Consider the boundary value problem $-\nabla \cdot (a\nabla u) + cu = f$ in $\Omega$, $u = 0$ on $\partial\Omega$. The weak formulation seeks $u \in H_0^1(\Omega)$ such that $B(u, v) = F(v)$ for all $v \in H_0^1(\Omega)$, where $B(u,v) = \int_\Omega (a\nabla u \cdot \nabla v + cuv)\,dx$ is the bilinear form and $F(v) = \int_\Omega fv\,dx$ is the linear functional.

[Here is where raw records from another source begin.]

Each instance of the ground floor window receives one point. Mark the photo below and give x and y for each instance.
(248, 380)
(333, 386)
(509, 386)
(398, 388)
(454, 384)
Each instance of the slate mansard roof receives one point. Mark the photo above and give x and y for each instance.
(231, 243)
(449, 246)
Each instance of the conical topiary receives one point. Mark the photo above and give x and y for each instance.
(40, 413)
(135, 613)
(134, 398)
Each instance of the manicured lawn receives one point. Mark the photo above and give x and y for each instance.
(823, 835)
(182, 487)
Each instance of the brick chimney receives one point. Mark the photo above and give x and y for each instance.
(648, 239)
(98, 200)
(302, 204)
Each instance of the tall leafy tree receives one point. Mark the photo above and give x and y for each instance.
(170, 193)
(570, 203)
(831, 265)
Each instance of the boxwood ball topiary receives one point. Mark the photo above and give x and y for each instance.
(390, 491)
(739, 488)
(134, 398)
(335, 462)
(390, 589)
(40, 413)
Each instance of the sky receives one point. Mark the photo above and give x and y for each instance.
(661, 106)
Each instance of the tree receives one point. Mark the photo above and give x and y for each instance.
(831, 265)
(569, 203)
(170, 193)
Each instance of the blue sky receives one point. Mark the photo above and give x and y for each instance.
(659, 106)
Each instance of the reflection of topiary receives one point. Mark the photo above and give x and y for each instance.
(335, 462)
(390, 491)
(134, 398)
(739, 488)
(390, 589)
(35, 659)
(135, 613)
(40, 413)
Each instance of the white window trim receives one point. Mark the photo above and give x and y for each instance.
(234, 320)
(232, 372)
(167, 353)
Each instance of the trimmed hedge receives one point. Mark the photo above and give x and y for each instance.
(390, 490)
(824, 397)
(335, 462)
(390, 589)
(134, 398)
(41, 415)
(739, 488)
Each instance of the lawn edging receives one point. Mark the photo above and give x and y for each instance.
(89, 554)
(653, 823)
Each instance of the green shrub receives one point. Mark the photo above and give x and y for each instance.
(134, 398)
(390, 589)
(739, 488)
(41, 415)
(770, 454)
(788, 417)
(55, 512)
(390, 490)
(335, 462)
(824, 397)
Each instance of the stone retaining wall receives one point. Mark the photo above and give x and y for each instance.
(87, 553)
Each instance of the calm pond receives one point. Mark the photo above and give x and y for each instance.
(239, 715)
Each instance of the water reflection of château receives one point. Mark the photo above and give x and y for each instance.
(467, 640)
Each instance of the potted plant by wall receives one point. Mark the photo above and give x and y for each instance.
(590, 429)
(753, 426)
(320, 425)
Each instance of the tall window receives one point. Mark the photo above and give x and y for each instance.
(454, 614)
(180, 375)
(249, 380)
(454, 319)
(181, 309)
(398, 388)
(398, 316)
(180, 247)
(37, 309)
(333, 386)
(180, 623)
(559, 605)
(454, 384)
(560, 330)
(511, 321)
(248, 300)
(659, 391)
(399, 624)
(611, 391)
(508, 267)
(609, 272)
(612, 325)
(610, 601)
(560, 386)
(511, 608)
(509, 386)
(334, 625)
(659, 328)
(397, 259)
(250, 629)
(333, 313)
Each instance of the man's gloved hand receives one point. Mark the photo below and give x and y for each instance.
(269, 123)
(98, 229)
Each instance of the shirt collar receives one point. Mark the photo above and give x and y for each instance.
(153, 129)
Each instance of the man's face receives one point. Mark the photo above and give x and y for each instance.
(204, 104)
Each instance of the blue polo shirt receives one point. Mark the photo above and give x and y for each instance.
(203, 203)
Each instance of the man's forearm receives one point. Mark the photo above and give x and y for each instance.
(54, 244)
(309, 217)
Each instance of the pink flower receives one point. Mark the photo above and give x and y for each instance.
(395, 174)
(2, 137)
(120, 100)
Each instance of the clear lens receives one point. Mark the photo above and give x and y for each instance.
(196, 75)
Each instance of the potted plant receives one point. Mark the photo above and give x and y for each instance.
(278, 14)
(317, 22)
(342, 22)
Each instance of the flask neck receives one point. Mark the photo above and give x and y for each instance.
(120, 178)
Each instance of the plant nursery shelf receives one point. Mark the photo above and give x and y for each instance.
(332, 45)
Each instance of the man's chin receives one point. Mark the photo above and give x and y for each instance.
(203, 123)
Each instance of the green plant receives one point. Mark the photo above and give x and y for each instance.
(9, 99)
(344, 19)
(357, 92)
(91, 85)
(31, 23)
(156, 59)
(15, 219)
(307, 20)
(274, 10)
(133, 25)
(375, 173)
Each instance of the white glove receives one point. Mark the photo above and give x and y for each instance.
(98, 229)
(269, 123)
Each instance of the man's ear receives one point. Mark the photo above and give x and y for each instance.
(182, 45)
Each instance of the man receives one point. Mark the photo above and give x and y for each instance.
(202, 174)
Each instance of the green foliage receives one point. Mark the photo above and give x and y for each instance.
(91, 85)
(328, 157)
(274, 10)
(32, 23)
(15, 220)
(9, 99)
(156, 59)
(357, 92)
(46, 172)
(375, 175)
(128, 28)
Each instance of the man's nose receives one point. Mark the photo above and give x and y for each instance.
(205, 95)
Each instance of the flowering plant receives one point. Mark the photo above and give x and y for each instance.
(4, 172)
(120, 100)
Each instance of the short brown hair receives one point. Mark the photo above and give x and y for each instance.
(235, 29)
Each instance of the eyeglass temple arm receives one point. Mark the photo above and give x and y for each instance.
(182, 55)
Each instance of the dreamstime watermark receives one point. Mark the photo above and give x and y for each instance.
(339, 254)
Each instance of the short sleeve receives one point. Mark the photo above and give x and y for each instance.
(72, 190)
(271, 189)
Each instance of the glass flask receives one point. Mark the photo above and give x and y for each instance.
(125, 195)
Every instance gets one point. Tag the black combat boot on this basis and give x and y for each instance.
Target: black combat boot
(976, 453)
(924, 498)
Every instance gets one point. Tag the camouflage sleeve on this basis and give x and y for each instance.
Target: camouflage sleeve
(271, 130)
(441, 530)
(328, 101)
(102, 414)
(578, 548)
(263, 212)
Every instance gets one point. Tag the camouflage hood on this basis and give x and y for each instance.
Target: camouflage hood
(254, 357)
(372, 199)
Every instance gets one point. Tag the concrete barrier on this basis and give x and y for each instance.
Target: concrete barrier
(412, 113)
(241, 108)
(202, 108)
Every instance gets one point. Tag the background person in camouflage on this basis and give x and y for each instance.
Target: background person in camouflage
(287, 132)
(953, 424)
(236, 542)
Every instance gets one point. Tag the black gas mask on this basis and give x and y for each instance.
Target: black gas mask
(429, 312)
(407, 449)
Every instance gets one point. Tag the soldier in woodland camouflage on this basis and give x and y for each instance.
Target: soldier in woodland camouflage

By the Lax-Milgram theorem, if $B$ is continuous and coercive, there exists a unique weak solution.

The Galerkin method restricts the weak formulation to a finite-dimensional subspace $V_h \subset H_0^1(\Omega)$: find $u_h \in V_h$ such that $B(u_h, v_h) = F(v_h)$ for all $v_h \in V_h$. Choosing a basis $\{\phi_1, \ldots, \phi_N\}$ for $V_h$ and writing $u_h = \sum_j c_j \phi_j$ leads to the stiffness system $Kc = f$ where $K_{ij} = B(\phi_j, \phi_i)$ and $f_i = F(\phi_i)$.

On a triangulation $\mathcal{T}_h$ of $\Omega$, the space of continuous piecewise linear (P1) elements is $V_h = \{v \in C(\bar{\Omega}) : v|_T \in \mathcal{P}_1 \text{ for all } T \in \mathcal{T}_h,\, v|_{\partial\Omega} = 0\}$. The hat functions $\phi_i$ form a basis: $\phi_i(x_j) = \delta_{ij}$ at mesh vertices. The stiffness matrix $K$ is sparse (bandwidth $\sim \sqrt{N}$ in 2D) and SPD for coercive $B$. Higher-order elements (P2, P3, ...) use additional degrees of freedom at edge midpoints or interior nodes.